Amy Rowland (she/her/hers) has supported U.S. domestic and international programs that reduce the climate, environmental, and health impacts of material production and waste management. She is passionate about helping clients and the public understand and reduce the lifecycle impacts from resource extraction, processing, and end-of-life management. For federal clients, Amy has conducted waste audits, led technical assistance and capacity-building efforts, developed greenhouse gas emissions inventories, and developed accessible user-friendly resources on waste management best practices. Her conference and event planning experience includes participation in the United Nations Framework Convention on Climate Change Conference of Parties in 2023 (COP28), where she coordinated four panels and presented on the intersection of waste, climate, and health at the International Solid Waste Association’s inaugural waste and resources pavilion.

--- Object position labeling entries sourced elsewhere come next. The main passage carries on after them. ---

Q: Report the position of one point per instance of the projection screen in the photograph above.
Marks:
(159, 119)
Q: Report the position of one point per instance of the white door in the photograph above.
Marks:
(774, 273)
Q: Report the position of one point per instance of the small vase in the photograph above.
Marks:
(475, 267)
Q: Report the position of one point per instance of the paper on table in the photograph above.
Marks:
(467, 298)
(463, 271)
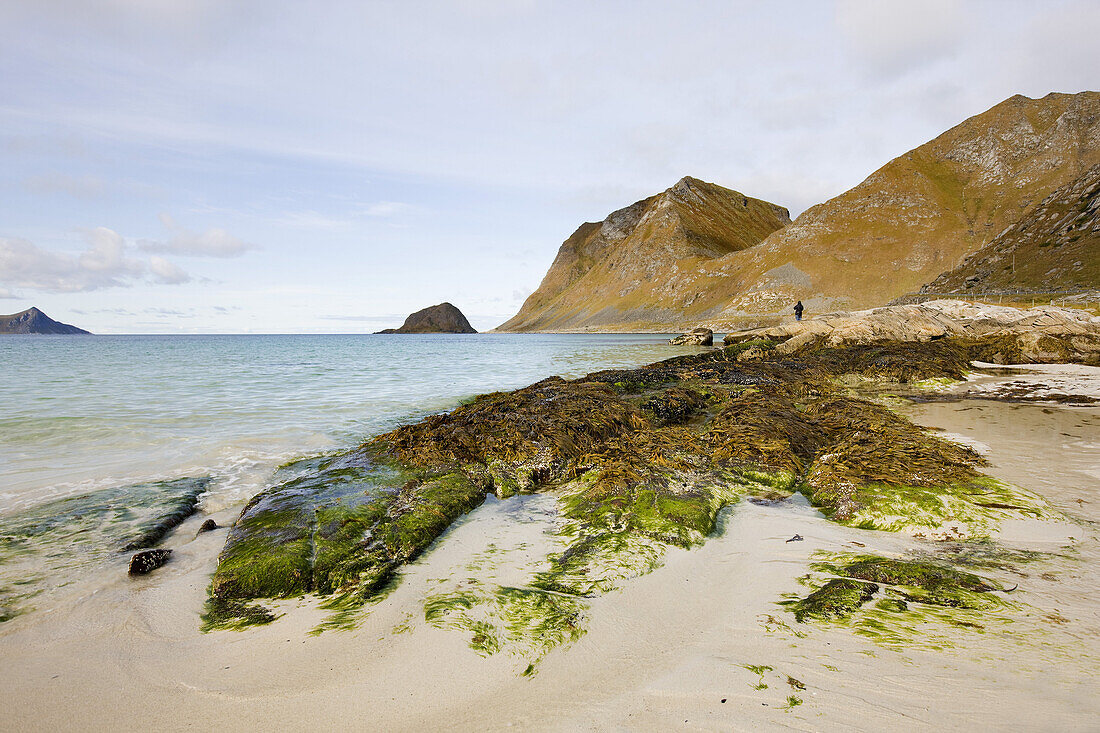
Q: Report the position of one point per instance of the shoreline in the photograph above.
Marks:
(619, 673)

As a circular economy project manager, Amy is thrilled to be supporting implementation of the U.S. Environmental Protection Agency’s historic solid waste infrastructure improvements and battery recycling efforts. Her work includes facilitating post-award assistance to help grantees access the technical resources needed for successful project development. She is well-versed in food waste reduction, waste methane policy and technical solutions, domestic and international plastic pollution reduction strategies, extended producer responsibility, and quantifying GHG impacts of material-specific waste management pathways. She helped develop the World Wildlife Fund’s ReSource Footprint tracker—the reporting mechanism used by ReSource Plastic and U.S. Plastics Pact members to understand their plastic footprint and track progress on commitments. She also helped EPA’s Region 10 office draft the Oregon School Food Share Guide, which outlines steps schools can take to reduce and divert cafeteria waste through share tables and food donation.

Amy holds an M.S. and an M.P.A with a focus on environmental management from Indiana University’s O’Neill School of Public and Environmental Affairs (go Hoosiers!) and a B.A. with a focus in environmental decision-making from the University of North Carolina at Chapel Hill (go Heels!). Outside work, she enjoys playing volleyball, reading, and traveling whenever and wherever she can.